Vor einigen Tagen kündigte Palmer deutlich höhere Parkgebühren für Anwohner mit größeren Fahrzeugen an. Das Anwohnerparken in Tübingen soll für Besitzer großer Autos, wie etwa SUVs, statt bislang 30 Euro pro Jahr zukünftig 360 Euro betragen. Das wurde aus den Unterlagen des Tübinger Ausschusses zur Fortschreibung des Klimaschutzprogramms ersichtlich.
Damit geht Palmer ein klassisch deutsches Problemfeld der urbanen Mobilität an, denn das Parken für die Anwohner ist in unseren Städten viel zu günstig. In München lohnt es sich für Bewohner tatsächlich einen alten Kombi auf die Straße zu stellen und mit Parkgebühren von ca. 40 Euro (im Jahr versteht sich) Stauraum deutlich günstiger vor der Türe zu haben, als eine größere Wohnung dafür zu beziehen.
Zurück nach Tübingen. Der Fokus in der Unistadt gilt in Sachen Verkehrsmittel ganz klar dem Fahrrad. Fahrräder gehören zu Tübingen wie der Hölderlinturm – genutzt gleichermaßen von Studenten oder älteren Einwohnern. Hier wird ständig in die Radinfrastruktur investiert. Oberbürgermeister Boris Palmer (Grüne) will in den kommenden Jahren in seiner Stadt ein sogenanntes ‚Superradwegenetz‘ erschaffen.
So soll beispielsweise eine neue Radbrücke West als Auftakt einer eineinhalb Kilometer langen, durchgehenden, innerstädtischen Ost-West-Verbindung für Radfahrende bis zur neuen Radbrücke Ost am Stauwehr gebaut werden. Baubeginn ist im Januar 2022, die Freigabe ist im Frühjahr 2024 geplant. Einschließlich einer Radstation samt Fahrrad-Tiefgarage sollen bis zum Jahre 2025 weit über 30 Millionen Euro in die Radverkehrsförderung in Tübingen fließen.
Die beheizbare Brücke senkt Kosten und bringt Sicherheit
Jüngster Coup von Palmer: Radfahrer können im kommenden Winter erstmals über eine beheizbare Brücke fahren. Am heutigen Donnerstag gab OB Palmer die Stahlkonstruktion selbst frei, indem er mit seinem eigenen Fahrrad (versteht sich) über die Brücke fuhr. Die Kosten für die erste von drei bis 2025 geplanten beheizbaren Brücken liegen bei etwa 1,7 Millionen Euro. Auf die Heizschleifen entfallen dabei lediglich 22.000 Euro.

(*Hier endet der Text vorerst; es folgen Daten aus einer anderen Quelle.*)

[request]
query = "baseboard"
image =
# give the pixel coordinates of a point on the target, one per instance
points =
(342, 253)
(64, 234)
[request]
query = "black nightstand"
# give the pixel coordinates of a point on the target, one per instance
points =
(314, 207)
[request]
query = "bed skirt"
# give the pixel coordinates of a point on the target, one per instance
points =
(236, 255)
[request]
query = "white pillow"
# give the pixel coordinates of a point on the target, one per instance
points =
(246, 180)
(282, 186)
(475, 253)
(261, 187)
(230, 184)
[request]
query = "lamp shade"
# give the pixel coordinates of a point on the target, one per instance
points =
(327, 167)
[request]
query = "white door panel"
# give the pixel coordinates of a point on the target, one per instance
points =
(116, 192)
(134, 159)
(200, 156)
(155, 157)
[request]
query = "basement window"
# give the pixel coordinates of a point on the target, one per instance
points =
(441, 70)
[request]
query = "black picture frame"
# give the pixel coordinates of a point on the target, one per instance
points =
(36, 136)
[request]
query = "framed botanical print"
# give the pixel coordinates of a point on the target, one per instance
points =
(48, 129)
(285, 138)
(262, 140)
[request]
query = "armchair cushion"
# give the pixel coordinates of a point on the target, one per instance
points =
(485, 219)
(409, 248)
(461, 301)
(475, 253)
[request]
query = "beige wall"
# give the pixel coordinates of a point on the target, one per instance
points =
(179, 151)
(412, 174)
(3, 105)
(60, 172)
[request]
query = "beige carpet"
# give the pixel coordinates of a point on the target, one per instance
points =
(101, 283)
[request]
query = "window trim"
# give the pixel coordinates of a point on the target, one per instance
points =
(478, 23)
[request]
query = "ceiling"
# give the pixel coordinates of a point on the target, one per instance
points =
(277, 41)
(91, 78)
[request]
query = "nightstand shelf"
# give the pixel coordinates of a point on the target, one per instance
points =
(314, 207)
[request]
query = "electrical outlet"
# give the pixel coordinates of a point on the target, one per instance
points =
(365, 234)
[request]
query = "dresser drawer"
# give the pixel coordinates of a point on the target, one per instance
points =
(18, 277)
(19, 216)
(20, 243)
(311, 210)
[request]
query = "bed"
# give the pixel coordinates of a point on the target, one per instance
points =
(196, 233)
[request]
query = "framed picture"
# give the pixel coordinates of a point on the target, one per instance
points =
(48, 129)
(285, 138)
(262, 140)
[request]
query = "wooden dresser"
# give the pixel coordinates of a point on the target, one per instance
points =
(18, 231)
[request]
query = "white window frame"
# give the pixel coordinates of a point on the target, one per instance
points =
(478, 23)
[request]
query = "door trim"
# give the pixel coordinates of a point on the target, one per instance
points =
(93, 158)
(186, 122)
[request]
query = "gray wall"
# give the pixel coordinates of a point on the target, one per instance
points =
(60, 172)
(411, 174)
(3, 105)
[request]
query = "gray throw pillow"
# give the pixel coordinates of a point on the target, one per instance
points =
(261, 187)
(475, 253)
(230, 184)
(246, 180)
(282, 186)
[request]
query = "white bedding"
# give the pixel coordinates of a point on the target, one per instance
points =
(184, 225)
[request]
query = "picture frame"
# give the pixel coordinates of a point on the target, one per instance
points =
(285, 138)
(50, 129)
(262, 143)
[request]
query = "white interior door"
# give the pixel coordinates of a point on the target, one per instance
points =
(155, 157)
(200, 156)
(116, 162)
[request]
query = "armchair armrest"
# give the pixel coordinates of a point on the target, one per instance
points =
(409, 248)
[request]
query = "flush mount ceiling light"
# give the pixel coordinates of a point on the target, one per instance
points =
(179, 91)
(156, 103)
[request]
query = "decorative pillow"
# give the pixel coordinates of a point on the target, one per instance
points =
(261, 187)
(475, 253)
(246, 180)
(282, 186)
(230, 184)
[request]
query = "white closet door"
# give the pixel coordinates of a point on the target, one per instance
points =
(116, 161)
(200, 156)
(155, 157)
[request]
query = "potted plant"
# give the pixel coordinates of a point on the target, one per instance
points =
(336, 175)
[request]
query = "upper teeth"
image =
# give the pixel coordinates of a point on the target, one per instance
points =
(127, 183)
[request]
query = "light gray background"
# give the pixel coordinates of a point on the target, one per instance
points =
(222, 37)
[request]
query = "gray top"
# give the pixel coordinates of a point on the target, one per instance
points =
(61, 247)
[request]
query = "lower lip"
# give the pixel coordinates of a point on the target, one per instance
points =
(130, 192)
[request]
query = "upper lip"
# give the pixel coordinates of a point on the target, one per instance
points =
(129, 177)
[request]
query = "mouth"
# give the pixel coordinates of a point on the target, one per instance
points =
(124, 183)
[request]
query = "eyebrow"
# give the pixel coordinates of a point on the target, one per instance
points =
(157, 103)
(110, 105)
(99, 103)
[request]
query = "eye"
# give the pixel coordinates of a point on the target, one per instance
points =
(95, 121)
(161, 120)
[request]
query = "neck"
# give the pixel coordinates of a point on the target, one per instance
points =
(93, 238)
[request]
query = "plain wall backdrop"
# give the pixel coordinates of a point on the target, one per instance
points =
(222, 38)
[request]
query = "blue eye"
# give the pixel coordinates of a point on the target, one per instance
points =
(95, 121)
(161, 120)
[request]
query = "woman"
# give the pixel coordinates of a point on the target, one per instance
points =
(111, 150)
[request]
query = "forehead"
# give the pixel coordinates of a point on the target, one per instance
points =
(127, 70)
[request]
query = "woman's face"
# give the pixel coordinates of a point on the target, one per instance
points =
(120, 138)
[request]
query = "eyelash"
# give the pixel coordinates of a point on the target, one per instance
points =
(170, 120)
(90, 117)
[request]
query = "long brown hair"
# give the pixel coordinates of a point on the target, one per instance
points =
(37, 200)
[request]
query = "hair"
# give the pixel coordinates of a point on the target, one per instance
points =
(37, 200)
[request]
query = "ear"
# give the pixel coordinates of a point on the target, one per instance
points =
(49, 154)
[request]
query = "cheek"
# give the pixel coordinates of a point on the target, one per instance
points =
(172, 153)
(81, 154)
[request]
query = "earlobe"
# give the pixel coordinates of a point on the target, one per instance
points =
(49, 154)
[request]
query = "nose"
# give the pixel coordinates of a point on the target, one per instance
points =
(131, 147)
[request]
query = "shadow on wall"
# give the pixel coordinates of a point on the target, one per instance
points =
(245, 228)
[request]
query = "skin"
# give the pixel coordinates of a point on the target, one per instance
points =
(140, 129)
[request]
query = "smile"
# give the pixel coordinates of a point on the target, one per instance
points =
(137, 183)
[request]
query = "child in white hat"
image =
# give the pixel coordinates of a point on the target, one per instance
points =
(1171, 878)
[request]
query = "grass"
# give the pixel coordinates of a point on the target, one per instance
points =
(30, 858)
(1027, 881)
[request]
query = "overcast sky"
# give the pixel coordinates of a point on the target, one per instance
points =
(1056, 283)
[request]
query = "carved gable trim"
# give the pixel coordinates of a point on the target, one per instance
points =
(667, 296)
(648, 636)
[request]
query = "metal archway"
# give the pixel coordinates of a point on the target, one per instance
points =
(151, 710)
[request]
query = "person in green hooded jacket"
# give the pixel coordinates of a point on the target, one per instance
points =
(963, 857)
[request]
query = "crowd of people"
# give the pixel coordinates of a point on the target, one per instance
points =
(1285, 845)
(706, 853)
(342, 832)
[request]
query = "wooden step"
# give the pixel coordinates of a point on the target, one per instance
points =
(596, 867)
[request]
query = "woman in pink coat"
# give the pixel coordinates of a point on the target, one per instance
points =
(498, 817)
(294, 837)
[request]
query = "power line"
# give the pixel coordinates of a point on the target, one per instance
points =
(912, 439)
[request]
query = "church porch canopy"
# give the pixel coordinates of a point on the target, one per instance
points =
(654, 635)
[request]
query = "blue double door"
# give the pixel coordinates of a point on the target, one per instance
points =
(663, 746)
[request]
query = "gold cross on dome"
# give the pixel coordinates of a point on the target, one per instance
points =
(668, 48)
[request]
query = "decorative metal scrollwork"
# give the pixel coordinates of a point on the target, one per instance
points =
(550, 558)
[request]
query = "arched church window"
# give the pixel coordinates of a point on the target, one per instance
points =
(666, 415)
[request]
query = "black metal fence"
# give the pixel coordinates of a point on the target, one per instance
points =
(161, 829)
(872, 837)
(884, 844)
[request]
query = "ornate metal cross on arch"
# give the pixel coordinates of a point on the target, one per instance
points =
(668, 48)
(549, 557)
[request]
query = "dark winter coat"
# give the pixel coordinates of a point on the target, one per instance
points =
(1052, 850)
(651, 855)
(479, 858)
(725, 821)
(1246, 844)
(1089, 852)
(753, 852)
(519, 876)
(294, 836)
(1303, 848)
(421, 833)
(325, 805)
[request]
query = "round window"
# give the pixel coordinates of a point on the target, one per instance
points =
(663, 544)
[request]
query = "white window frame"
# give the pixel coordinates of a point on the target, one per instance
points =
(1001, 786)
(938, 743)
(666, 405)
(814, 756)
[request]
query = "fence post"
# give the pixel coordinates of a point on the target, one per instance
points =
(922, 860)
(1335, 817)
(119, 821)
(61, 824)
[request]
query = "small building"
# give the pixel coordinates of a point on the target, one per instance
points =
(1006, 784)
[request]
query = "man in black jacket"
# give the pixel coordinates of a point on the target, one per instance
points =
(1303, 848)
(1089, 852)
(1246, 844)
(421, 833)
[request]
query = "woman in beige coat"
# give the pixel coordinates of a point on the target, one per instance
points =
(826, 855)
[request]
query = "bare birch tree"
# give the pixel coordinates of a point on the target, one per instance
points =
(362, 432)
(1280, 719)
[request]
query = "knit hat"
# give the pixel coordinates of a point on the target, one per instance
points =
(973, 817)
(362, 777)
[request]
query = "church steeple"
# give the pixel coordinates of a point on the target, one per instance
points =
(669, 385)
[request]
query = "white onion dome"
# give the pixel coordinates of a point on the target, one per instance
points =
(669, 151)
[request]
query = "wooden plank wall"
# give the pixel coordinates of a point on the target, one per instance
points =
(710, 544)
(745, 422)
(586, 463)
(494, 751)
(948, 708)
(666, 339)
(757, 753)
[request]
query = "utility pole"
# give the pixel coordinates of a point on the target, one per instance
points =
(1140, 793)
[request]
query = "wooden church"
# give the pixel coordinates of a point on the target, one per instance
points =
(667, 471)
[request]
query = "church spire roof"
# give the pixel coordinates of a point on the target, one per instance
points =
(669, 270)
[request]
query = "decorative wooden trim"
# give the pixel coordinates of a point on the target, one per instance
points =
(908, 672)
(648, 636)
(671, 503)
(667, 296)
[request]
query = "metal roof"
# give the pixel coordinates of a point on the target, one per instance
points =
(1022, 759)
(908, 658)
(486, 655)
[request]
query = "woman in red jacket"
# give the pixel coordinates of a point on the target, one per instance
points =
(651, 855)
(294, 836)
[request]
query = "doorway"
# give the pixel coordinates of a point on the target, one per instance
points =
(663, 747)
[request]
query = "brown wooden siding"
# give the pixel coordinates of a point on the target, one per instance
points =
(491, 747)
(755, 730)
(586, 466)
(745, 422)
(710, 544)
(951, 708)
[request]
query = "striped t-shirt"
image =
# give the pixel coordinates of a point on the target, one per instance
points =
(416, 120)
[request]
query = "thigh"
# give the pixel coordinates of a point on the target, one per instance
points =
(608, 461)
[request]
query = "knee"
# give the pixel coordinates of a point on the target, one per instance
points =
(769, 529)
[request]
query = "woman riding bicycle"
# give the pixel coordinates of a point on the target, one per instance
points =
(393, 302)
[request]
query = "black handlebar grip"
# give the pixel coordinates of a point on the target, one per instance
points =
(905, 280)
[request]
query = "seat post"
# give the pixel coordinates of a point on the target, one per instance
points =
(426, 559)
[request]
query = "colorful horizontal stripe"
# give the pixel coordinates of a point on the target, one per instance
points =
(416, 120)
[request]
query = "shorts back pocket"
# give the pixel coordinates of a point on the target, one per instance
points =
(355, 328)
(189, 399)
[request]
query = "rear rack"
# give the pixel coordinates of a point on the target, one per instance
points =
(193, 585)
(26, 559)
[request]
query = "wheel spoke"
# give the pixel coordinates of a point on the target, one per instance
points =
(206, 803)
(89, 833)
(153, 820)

«Der ADFC findet beheizbare Brücken für Fahrradfahrer sinnvoll. Mit Streusalz kann die Glätte nicht zu 100 Prozent beseitigt werden. Außerdem greift es die Brücken an», so eine ADFC-Sprecherin in Stuttgart.
Der Allgemeine Deutschen Fahrrad-Club ADFC schätzt diese neue beheizbare Brücke als ein Novum ein. Doch gerade im Tübinger Winter ist die Glättegefahr auf Brücken groß, so dass diese beheizbare Brücke für Sicherheit sorgen wird. Zusätzlich wird weit weniger Streusalz für die Brücke selbst benötigt, und gerade Streusalz reduziert die Lebenszeit einer Brücke deutlich. Das Abtauen kostet in Tübingen kaum Strom, zumal die Stadt zu 70% diesen aus erneuerbaren Quellen erhält. So wirkt sich der fokussierte Einsatz smarter Mobilitätslösungen aus. Mir gefällt’s.